Quand Ulrica le rejoignit, regardant avec terreur les objets étranges qui recouvraient les murs, il s’aperçut que la cité n’était plus en mouvement. Il observa la paroi. Il y avait des instruments de toutes sortes ; certains ressemblaient à des chronomètres ou à des boussoles, d’autres étaient animés de lettres vacillantes qui n’avaient pas de sens pour lui. Pour l’instant, sa plus grande préoccupation était de trouver une porte. Il n’y en avait apparemment pas. Était-ce, en fin de compte, la cour de la Glace-Mère et les créatures en rouge étaient-elles des spectres ? Un rire léger s’éleva à nouveau auquel répondit, au-dessus d’eux, un cri que l’écho répéta. Il découvrit Ulsenn qui descendait la rampe à toute allure et fonçait sur lui ; il brandissait un coutelas à dépecer, alors qu’Arflane n’avait qu’un javelot.

Arflane se tourna et regarda le visage d’Ulrica en face. Elle lui rendit son regard, puis baissa les yeux en signe d’assentiment, peut-être.

Arflane dirigea sa monture sur Ulsenn qui le frappa avec son coutelas.

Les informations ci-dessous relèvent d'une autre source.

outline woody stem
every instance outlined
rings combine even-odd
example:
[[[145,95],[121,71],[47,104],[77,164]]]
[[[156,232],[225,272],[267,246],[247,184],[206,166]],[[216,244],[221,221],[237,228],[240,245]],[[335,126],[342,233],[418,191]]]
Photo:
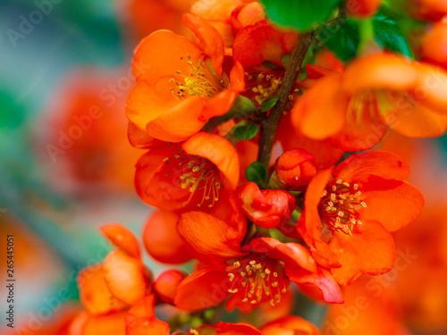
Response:
[[[304,57],[312,43],[312,32],[305,32],[299,36],[295,50],[291,54],[291,63],[284,74],[284,80],[281,86],[276,105],[270,111],[270,115],[261,122],[259,151],[257,161],[262,163],[268,171],[274,136],[278,128],[283,111],[289,102],[289,96],[295,88],[295,81],[301,70]]]

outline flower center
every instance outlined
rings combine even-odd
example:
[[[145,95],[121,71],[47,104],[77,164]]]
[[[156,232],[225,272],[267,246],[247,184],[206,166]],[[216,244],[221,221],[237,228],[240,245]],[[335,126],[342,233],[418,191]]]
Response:
[[[175,78],[169,80],[170,82],[175,84],[175,88],[170,89],[176,98],[183,100],[191,96],[199,96],[209,99],[225,88],[224,80],[216,78],[204,61],[193,60],[190,54],[188,54],[188,60],[183,56],[180,59],[188,63],[190,70],[189,73],[175,71],[183,81],[177,80]]]
[[[174,178],[177,184],[182,189],[188,188],[190,192],[183,206],[186,206],[193,196],[198,194],[197,205],[198,207],[205,205],[211,208],[219,200],[222,180],[219,170],[213,163],[199,156],[185,155],[183,151],[180,151],[171,158],[164,158],[164,163],[175,165]]]
[[[358,224],[358,209],[366,207],[367,204],[360,198],[361,191],[358,184],[350,184],[342,180],[328,184],[321,196],[319,213],[322,222],[331,230],[352,235]]]
[[[260,254],[259,254],[260,255]],[[282,294],[287,291],[287,284],[281,272],[278,272],[276,262],[273,259],[260,260],[245,258],[233,263],[233,269],[228,277],[232,283],[230,293],[243,292],[242,302],[258,304],[266,297],[274,306],[281,301]]]

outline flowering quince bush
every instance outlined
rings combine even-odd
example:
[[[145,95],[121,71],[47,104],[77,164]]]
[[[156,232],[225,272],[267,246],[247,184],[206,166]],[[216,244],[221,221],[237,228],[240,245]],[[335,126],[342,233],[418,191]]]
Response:
[[[156,208],[141,239],[191,266],[154,277],[138,238],[103,226],[115,249],[80,273],[72,334],[319,334],[294,297],[342,304],[342,287],[393,267],[391,232],[424,197],[375,147],[447,128],[443,23],[414,46],[393,14],[447,9],[389,3],[198,0],[190,35],[139,43],[125,113],[136,190]]]

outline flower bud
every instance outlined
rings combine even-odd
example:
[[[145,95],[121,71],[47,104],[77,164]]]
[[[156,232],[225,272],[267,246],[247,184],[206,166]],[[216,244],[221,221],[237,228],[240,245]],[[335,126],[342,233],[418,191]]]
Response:
[[[260,227],[287,222],[295,209],[295,197],[283,189],[259,189],[254,182],[239,188],[239,200],[247,217]]]
[[[160,273],[154,290],[163,302],[173,304],[179,284],[186,278],[186,274],[178,270],[166,270]]]
[[[143,228],[143,244],[154,259],[169,264],[178,264],[191,259],[186,246],[177,232],[179,215],[173,212],[156,211]]]
[[[315,157],[303,149],[287,150],[278,157],[274,166],[274,181],[289,190],[304,190],[316,174]]]

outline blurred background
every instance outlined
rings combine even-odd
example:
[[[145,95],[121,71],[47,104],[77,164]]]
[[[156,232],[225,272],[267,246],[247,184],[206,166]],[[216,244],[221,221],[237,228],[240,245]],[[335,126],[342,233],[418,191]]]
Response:
[[[77,272],[110,250],[99,225],[140,236],[150,208],[134,191],[140,153],[127,139],[132,53],[155,29],[183,33],[191,3],[0,0],[0,306],[4,315],[13,234],[17,331],[58,333],[76,311]],[[395,234],[396,268],[346,288],[325,333],[447,334],[447,138],[390,133],[381,147],[410,163],[426,209]]]

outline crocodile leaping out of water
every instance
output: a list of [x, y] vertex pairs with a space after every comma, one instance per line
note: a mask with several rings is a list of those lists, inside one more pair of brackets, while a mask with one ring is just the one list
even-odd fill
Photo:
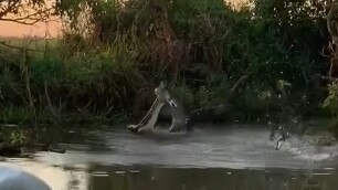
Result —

Il para le coup de son javelot mais la lame coupa la pointe et laissa Arflane quasiment sans défense. Ulsenn lui sauta maladroitement à la gorge, le manqua et perdit l’équilibre. Arflane lui planta la lance brisée dans la gorge.

Ulrica remonta la pente et regarda sans dire un mot Ulsenn porter la main à sa blessure puis glisser lentement de sa monture.

— C’est donc fini, maintenant, dit-elle.

— Il vous a sauvé la vie, dit Arflane.

Elle hocha la tête.

— Mais à présent, c’est terminé.

Elle fondit en larmes. Arflane la regarda misérablement et se demanda pourquoi il avait tué Ulsenn maintenant et non pas plus tôt, avant d’avoir eu l’occasion de montrer qu’il était courageux. C’était peut-être pour ça : il était devenu sur la fin son véritable rival.

— Un beau carnage, étrangers. Bienvenue à New York.

Ils se retournèrent. Une portion de mur avait disparu. À la place, une silhouette mince était apparue. Le crâne démesuré était recouvert d’un masque rouge. Deux yeux brillaient malicieusement par les fentes. Arflane leva son javelot par réflexe.

— Ce n’est pas New York – c’est un endroit maudit !

La silhouette rit doucement.

— Mais si, c’est bien New York – bien que cela ne soit pas l’ancienne cité de vos légendes. Elle a été détruite par une seule bombe il y a près de deux mille ans. Pourtant, cette cité est toute proche du site de la New York authentique. Par bien des aspects, elle lui est de loin supérieure. Vous avez pu constater un de ces avantages.

Arflane se rendit compte qu’il était en sueur. Il défit les cordons de sa veste.

— Qui êtes-vous ?

— Puisque vous êtes si curieux, je vais vous le dire, répondit l’homme masqué. Suivez-moi.